Just before that line, when Jesus says “If you continue in my word,” it’s important to note two things: first, that the word translated “continue” is really “abide,” and that when Jesus refers to the “word,” he’s not talking about the Bible since, you know, the New Testament didn’t exist just yet. When the writer of John pens this line in the eighth chapter of the Gospel, he’s calling back to the first chapter: “In the beginning was the Word, and the Word was with God, and the Word was God” (John 1:1). What Jesus is saying is “abide in me,” live in me, and I will make you free indeed.

My friends, on this five hundred second anniversary of the Reformation, I want to posit this: that, just like art, and music, and science, and our own lives, faith and theology are dynamic, not static.
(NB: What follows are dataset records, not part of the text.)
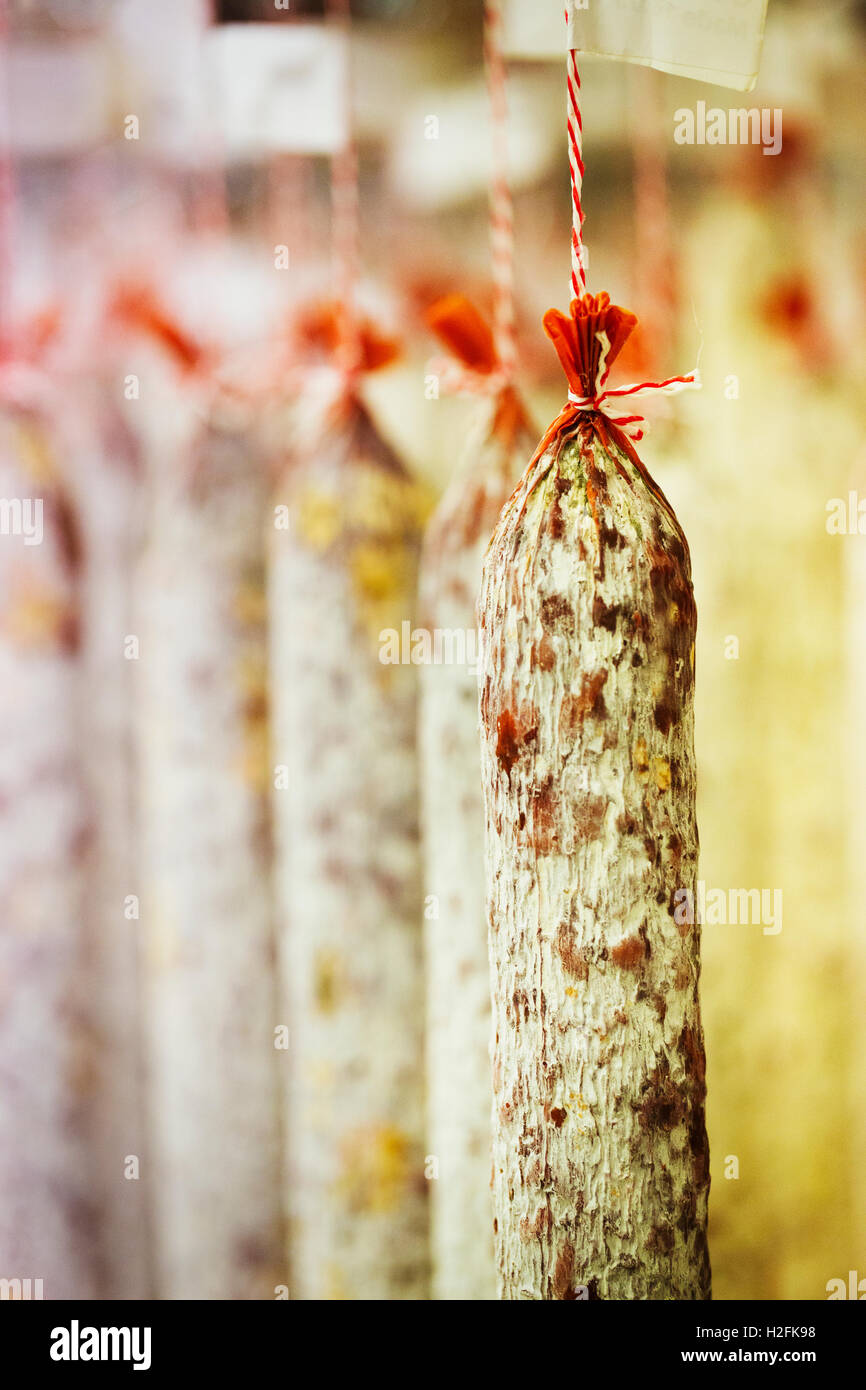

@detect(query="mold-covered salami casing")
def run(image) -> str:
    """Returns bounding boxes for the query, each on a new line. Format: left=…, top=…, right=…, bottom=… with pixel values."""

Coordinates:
left=136, top=403, right=286, bottom=1300
left=418, top=386, right=534, bottom=1300
left=0, top=406, right=99, bottom=1298
left=270, top=386, right=428, bottom=1300
left=64, top=394, right=152, bottom=1300
left=480, top=350, right=710, bottom=1300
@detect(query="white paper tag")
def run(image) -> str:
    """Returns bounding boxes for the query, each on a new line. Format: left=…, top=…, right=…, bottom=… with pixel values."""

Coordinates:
left=0, top=36, right=113, bottom=156
left=503, top=0, right=767, bottom=92
left=207, top=24, right=349, bottom=156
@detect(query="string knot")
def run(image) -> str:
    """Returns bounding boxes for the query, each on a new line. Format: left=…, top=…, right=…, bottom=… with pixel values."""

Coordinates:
left=544, top=293, right=701, bottom=441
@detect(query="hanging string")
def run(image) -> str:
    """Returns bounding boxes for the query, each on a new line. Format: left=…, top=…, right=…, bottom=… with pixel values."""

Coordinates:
left=0, top=0, right=15, bottom=349
left=327, top=0, right=361, bottom=379
left=484, top=0, right=517, bottom=381
left=566, top=6, right=587, bottom=299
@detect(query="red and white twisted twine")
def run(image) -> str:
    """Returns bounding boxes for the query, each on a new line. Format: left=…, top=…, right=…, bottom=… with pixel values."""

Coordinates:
left=566, top=6, right=587, bottom=299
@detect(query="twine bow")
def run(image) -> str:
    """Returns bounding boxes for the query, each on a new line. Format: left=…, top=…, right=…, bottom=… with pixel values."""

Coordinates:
left=544, top=293, right=701, bottom=441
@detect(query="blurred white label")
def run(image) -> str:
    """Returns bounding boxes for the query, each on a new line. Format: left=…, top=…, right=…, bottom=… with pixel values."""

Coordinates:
left=503, top=0, right=767, bottom=92
left=0, top=38, right=111, bottom=154
left=207, top=24, right=349, bottom=156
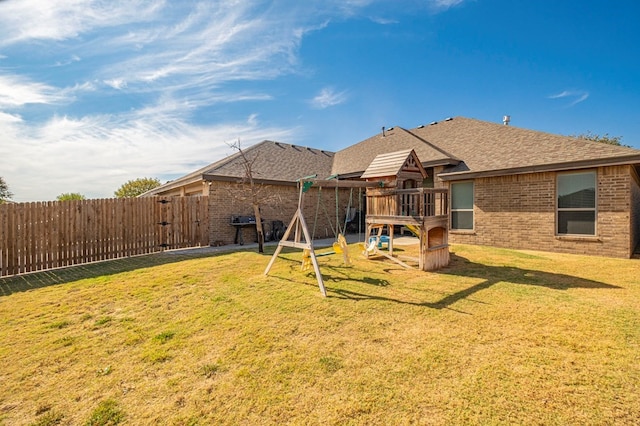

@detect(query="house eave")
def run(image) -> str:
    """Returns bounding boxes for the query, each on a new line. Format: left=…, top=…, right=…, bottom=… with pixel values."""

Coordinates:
left=139, top=175, right=203, bottom=197
left=438, top=155, right=640, bottom=181
left=202, top=174, right=298, bottom=186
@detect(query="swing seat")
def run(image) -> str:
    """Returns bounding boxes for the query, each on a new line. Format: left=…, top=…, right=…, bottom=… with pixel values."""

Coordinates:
left=369, top=235, right=389, bottom=248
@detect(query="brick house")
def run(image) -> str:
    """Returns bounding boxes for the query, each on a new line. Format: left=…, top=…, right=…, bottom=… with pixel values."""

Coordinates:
left=148, top=117, right=640, bottom=258
left=332, top=117, right=640, bottom=258
left=142, top=141, right=356, bottom=244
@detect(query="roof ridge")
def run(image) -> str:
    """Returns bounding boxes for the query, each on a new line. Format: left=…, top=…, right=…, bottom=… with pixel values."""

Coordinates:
left=400, top=127, right=462, bottom=161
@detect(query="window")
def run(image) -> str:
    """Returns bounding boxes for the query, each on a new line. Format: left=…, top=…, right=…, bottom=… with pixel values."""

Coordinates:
left=557, top=171, right=596, bottom=235
left=451, top=182, right=473, bottom=230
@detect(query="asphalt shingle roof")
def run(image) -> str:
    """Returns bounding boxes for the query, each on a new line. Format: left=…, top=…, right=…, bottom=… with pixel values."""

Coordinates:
left=332, top=117, right=640, bottom=176
left=145, top=141, right=334, bottom=195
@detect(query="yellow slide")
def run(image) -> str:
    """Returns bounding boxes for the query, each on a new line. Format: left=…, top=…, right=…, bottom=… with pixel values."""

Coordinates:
left=404, top=225, right=420, bottom=238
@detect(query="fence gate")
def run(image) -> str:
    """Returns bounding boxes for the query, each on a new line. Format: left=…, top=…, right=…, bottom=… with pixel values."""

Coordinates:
left=0, top=196, right=209, bottom=277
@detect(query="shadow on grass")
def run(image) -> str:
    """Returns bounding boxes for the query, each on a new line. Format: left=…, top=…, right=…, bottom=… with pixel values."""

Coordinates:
left=0, top=250, right=238, bottom=297
left=323, top=254, right=620, bottom=309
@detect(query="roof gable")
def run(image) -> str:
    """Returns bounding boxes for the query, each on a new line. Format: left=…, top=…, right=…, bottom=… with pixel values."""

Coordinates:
left=361, top=149, right=427, bottom=179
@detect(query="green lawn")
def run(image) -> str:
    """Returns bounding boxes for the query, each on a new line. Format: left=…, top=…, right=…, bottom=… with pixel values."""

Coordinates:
left=0, top=245, right=640, bottom=425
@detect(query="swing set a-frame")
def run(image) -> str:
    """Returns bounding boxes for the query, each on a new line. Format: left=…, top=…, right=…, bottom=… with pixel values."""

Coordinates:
left=264, top=150, right=449, bottom=296
left=264, top=176, right=381, bottom=296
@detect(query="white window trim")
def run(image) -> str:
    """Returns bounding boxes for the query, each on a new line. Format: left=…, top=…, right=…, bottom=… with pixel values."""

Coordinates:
left=449, top=180, right=476, bottom=233
left=554, top=169, right=600, bottom=238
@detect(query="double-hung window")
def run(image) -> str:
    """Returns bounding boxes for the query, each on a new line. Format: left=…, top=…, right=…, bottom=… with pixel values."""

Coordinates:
left=557, top=171, right=597, bottom=235
left=451, top=181, right=473, bottom=230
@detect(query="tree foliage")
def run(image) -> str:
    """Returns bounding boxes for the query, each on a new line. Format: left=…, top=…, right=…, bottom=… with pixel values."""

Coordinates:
left=573, top=132, right=629, bottom=147
left=56, top=192, right=87, bottom=201
left=0, top=176, right=13, bottom=204
left=114, top=178, right=160, bottom=198
left=229, top=139, right=273, bottom=253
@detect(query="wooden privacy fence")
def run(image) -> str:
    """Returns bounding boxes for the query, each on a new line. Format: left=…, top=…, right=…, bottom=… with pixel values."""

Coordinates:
left=0, top=197, right=209, bottom=277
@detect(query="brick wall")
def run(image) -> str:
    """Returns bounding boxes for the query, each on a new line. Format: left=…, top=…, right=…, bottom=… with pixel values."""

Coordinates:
left=209, top=181, right=364, bottom=244
left=449, top=166, right=637, bottom=258
left=631, top=166, right=640, bottom=250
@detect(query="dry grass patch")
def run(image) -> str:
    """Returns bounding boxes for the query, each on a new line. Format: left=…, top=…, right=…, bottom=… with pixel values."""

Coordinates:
left=0, top=246, right=640, bottom=425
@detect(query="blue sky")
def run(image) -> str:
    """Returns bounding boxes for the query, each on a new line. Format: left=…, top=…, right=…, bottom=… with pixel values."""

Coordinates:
left=0, top=0, right=640, bottom=201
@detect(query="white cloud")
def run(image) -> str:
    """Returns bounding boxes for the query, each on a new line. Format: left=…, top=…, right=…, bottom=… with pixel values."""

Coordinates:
left=104, top=78, right=127, bottom=90
left=0, top=105, right=295, bottom=201
left=0, top=75, right=66, bottom=108
left=311, top=87, right=347, bottom=109
left=548, top=90, right=589, bottom=107
left=0, top=0, right=416, bottom=201
left=429, top=0, right=465, bottom=10
left=0, top=0, right=164, bottom=46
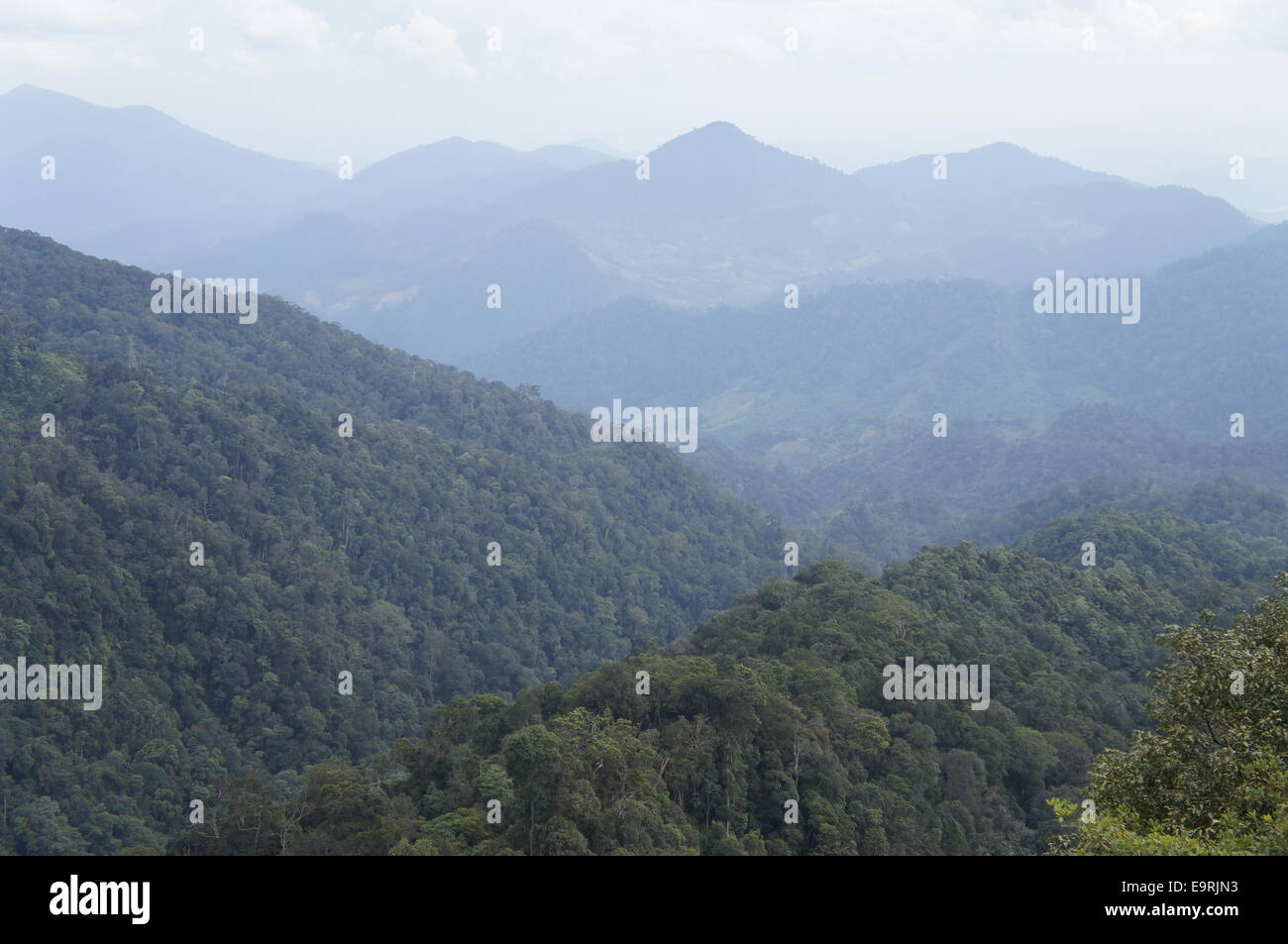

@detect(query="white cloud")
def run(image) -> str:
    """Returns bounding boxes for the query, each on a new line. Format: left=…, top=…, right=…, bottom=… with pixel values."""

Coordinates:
left=239, top=0, right=330, bottom=52
left=375, top=13, right=474, bottom=76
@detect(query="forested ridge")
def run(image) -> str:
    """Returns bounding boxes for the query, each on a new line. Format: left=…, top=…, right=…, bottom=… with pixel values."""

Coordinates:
left=170, top=545, right=1277, bottom=855
left=0, top=231, right=1288, bottom=855
left=0, top=231, right=783, bottom=853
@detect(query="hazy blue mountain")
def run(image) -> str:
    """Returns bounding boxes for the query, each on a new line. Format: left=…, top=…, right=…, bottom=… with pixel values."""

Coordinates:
left=480, top=226, right=1288, bottom=546
left=1172, top=157, right=1288, bottom=223
left=851, top=142, right=1126, bottom=194
left=0, top=87, right=1257, bottom=378
left=0, top=85, right=329, bottom=266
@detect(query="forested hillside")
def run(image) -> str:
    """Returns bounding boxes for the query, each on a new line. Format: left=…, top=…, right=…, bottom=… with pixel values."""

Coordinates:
left=171, top=545, right=1277, bottom=855
left=0, top=231, right=783, bottom=854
A healthy faith is always growing, changing, re-forming, discovering new things, all while holding to the core truths that set us free. After all, in music, basic music theory isn’t going anywhere, but in the right hands, some amazing things can happen that would blow the socks off Mozart himself. 

The color for Reformation Sunday is red with the Holy Spirit’s dove logo for a reason, you know: that the Holy Spirit, wild, untamed, creative, is always doing a new thing. The same Holy Spirit that first whispered in Luther’s ear to turn that grace knob all the way up is here today, whispering in our ears, too, if we know how to listen. And while we may have changed some things since 1517 that Luther did not intend and would not recognize, the creator of both faith and music, wild and untamed, is unsurprised. 

“… and you will know the truth, and the truth will make you free.”

The truth is that we are saved by grace, by God. Set free from having to earn God’s love, we are free to play, to create, to fail, to learn, to experiment, to grow. And that’s exactly what we’ll be doing in the next year as we undertake the synod’s Forward program and look not with fear, but with, creativity at our future. And the Holy Spirit will be there, too.

It’s Reformation Sunday, folks. So turn it up. Amen.